His call came as neighbouring Knowsley Council looks set to axe 18 of its members following a Boundary Commission review.

In February last year, a Liberal Democrat bid to cut the number of Wirral councillors was defeated when a meeting of the full council saw Labour and Conservative groups uniting to throw out the plan.

However, Cllr Davies today said the “cost of democracy” on the peninsula needs to be reviewed and questioned whether the borough can afford to continue being represented by 66 members.

He told the Globe: “At a time when we are asking residents to pay more for services, and at the same time cutting those services, I think we need to look at our own offices.

“We need to have the debate again, we need to hear what residents and others think about reducing our numbers.

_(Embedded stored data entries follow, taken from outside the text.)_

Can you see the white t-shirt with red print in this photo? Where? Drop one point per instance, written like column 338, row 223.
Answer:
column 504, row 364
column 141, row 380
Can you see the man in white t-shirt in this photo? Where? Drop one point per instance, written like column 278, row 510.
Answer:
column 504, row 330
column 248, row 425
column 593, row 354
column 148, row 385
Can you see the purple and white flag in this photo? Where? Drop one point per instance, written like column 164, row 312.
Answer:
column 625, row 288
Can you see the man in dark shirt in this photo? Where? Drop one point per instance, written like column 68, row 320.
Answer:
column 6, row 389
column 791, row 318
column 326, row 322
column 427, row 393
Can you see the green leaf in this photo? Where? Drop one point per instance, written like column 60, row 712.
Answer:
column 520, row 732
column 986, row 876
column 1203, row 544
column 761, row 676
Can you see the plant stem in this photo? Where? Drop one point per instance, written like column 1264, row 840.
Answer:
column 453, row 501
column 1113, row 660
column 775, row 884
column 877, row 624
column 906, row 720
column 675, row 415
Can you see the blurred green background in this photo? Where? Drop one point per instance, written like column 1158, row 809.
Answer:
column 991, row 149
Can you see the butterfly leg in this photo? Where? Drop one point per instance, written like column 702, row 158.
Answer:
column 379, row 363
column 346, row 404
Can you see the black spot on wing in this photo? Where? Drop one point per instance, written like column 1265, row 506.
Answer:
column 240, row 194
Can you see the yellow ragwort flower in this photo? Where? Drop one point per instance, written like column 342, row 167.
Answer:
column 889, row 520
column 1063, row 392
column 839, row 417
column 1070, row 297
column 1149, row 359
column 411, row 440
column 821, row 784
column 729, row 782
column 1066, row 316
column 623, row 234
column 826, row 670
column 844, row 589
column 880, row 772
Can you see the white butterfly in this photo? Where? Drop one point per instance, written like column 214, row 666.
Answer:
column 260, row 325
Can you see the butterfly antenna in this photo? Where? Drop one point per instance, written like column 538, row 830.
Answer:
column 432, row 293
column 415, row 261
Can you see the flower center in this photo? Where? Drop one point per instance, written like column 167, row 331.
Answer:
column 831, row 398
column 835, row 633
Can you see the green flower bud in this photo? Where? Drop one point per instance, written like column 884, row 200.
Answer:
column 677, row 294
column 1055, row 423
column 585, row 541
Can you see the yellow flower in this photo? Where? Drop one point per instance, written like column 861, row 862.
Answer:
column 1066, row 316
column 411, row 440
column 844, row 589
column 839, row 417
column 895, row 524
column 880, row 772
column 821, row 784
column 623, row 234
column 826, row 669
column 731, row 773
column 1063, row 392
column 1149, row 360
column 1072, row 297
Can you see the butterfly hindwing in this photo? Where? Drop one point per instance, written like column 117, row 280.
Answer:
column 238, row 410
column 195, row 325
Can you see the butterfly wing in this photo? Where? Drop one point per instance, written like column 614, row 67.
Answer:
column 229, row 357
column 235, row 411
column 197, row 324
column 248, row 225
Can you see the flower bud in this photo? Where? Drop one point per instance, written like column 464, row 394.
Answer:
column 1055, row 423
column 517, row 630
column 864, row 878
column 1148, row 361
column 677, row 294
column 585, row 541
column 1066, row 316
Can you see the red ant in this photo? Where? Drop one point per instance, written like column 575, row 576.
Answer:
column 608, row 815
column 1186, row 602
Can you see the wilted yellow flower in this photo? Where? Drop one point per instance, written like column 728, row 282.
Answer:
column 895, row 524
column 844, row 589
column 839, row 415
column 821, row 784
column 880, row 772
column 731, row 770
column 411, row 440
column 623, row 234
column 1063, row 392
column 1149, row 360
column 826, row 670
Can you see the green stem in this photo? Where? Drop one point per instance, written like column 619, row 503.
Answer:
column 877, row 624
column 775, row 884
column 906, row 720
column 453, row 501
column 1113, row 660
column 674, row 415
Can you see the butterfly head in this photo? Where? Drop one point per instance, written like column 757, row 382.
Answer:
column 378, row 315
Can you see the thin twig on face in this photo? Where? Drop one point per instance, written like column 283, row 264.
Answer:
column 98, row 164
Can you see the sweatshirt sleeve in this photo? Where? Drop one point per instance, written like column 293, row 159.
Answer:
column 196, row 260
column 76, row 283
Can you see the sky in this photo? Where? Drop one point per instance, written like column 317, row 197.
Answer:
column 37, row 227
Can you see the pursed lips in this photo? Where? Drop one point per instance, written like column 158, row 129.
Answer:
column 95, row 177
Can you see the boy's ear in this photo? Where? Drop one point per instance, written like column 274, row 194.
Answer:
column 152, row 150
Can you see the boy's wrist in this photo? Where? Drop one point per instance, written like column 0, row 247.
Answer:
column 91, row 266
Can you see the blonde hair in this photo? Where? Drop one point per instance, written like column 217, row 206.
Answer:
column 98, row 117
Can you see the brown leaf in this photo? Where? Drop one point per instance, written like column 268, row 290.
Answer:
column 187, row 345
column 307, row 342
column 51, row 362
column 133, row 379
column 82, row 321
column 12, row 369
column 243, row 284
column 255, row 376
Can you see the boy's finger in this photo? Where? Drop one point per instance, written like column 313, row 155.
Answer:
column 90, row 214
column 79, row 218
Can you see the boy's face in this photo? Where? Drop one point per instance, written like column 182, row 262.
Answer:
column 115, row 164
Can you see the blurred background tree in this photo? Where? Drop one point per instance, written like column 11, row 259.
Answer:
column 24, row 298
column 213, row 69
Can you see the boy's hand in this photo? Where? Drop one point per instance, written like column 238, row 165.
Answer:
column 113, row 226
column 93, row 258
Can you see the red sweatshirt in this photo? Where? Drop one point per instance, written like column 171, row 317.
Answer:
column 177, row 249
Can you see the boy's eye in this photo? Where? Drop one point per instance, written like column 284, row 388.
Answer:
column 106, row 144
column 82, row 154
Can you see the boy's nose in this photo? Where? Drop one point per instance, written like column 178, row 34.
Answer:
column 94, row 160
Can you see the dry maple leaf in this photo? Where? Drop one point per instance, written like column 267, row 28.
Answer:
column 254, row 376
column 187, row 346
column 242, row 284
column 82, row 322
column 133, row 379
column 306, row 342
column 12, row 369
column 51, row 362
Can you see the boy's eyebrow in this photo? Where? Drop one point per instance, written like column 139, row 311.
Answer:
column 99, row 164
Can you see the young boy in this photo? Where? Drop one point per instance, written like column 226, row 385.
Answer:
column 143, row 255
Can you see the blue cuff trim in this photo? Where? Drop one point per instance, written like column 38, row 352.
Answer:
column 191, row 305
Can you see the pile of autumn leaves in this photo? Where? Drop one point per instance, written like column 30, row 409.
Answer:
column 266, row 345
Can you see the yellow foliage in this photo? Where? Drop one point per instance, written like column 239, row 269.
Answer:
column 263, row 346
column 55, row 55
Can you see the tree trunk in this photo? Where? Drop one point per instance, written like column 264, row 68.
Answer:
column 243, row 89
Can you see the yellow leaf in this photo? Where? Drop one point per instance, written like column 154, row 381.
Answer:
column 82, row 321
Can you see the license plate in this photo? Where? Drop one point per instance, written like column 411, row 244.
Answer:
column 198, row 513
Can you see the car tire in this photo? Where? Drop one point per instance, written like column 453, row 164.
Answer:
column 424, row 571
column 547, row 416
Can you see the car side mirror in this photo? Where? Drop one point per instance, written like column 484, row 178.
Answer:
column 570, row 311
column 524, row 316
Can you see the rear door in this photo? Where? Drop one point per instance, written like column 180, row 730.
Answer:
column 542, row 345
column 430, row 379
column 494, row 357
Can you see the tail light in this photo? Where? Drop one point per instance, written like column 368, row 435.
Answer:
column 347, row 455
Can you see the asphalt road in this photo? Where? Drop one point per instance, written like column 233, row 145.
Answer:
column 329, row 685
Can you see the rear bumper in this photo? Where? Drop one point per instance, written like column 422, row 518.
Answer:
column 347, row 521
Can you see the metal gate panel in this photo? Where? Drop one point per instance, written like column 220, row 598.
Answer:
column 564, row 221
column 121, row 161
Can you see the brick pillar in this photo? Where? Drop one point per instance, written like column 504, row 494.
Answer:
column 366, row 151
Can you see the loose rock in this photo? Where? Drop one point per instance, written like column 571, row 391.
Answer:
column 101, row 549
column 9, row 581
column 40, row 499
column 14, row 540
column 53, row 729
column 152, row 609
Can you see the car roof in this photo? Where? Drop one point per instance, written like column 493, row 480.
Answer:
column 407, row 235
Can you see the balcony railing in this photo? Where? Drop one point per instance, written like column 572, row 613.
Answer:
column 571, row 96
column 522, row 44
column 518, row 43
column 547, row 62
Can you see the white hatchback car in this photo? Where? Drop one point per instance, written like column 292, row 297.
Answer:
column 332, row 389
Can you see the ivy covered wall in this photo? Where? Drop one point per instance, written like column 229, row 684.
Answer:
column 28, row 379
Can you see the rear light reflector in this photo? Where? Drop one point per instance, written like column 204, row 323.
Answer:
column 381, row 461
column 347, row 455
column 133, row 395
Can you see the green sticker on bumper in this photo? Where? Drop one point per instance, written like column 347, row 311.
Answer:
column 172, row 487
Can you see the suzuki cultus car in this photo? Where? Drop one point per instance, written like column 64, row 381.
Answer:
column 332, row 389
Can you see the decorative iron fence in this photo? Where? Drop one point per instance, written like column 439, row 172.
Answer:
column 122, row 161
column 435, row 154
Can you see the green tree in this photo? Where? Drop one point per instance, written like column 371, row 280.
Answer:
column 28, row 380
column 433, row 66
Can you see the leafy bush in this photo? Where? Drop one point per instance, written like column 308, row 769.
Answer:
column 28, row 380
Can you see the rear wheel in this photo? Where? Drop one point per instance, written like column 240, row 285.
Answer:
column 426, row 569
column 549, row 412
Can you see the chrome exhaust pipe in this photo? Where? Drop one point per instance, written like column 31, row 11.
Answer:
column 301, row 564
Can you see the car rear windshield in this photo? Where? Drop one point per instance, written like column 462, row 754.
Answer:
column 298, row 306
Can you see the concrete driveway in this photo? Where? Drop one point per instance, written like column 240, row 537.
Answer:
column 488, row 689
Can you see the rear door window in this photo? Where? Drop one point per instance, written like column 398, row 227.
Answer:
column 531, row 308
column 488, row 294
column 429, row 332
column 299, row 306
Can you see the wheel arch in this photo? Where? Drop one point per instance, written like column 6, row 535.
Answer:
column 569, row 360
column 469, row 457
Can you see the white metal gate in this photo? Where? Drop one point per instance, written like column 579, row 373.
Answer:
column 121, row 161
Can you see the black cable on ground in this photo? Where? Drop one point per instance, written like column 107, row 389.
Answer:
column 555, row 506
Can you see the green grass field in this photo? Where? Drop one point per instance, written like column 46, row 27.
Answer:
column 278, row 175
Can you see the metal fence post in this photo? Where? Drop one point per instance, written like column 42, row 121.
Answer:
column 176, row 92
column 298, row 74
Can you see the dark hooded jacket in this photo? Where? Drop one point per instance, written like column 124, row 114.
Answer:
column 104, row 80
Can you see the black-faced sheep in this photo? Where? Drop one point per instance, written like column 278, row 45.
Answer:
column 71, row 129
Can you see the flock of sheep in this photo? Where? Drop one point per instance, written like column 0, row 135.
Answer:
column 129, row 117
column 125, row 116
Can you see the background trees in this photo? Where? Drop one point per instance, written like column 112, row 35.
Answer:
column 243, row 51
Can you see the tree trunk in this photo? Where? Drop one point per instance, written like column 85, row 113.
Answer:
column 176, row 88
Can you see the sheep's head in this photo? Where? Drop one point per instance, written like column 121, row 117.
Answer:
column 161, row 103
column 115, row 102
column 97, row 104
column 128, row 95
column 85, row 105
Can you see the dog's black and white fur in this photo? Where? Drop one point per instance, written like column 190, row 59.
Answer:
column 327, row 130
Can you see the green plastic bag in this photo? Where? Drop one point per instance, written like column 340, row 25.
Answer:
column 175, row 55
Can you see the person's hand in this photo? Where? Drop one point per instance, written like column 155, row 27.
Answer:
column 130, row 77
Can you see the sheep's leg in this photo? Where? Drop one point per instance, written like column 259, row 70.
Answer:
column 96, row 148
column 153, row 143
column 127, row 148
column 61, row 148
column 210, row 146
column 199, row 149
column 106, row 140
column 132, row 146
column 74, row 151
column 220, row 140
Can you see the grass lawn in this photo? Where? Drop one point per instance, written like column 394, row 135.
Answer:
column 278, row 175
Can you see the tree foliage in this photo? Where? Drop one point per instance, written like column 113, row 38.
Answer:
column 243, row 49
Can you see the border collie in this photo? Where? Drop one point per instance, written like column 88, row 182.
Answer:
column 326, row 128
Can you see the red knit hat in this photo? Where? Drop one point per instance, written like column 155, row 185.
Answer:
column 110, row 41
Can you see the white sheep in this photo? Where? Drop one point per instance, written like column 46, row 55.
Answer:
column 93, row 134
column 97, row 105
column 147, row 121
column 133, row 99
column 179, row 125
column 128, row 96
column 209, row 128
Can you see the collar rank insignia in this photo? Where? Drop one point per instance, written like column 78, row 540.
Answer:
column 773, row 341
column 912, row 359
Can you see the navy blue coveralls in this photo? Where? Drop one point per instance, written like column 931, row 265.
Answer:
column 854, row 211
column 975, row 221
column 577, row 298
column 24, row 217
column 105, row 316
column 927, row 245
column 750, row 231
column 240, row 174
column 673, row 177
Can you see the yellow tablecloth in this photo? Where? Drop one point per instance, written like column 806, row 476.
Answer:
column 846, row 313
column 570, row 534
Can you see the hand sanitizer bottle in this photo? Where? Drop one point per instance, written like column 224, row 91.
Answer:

“I am not at this point advocating we should go ahead, but I have an open mind on the whole issue as part of the wider review of expenditure. I do not rule it in and I do not rule it out.”

He said the Labour administration will be publishing its budget options in September, which will detail proposals for slashing spending by a further £45m over the next two years.

And in the next few weeks, up to 500 council workers will be made redundant after applying for voluntary severance in a cost-cutting exercise.

“The issue of councillor numbers has been coming up regularly at staff meetings. It’s time we - and the other political groups - re-opened that debate,” said Cllr Davies.

Knowsley is reported in the Liverpool Echo today as saying it believed an authority with 45 members split across 15 wards would be the “optimum” size for the council.

Wirral has 66 members representing 22 wards. An online poll by the Globe last February asking if the council should be cut to 44 members saw more than 1,200 readers voting - and 93% said YES.

Tory group leader Cllr Jeff Green said at the time that he was against any such move: “My experience is that councillors work hard in the community speaking to local groups and helping to improve local neighbourhoods."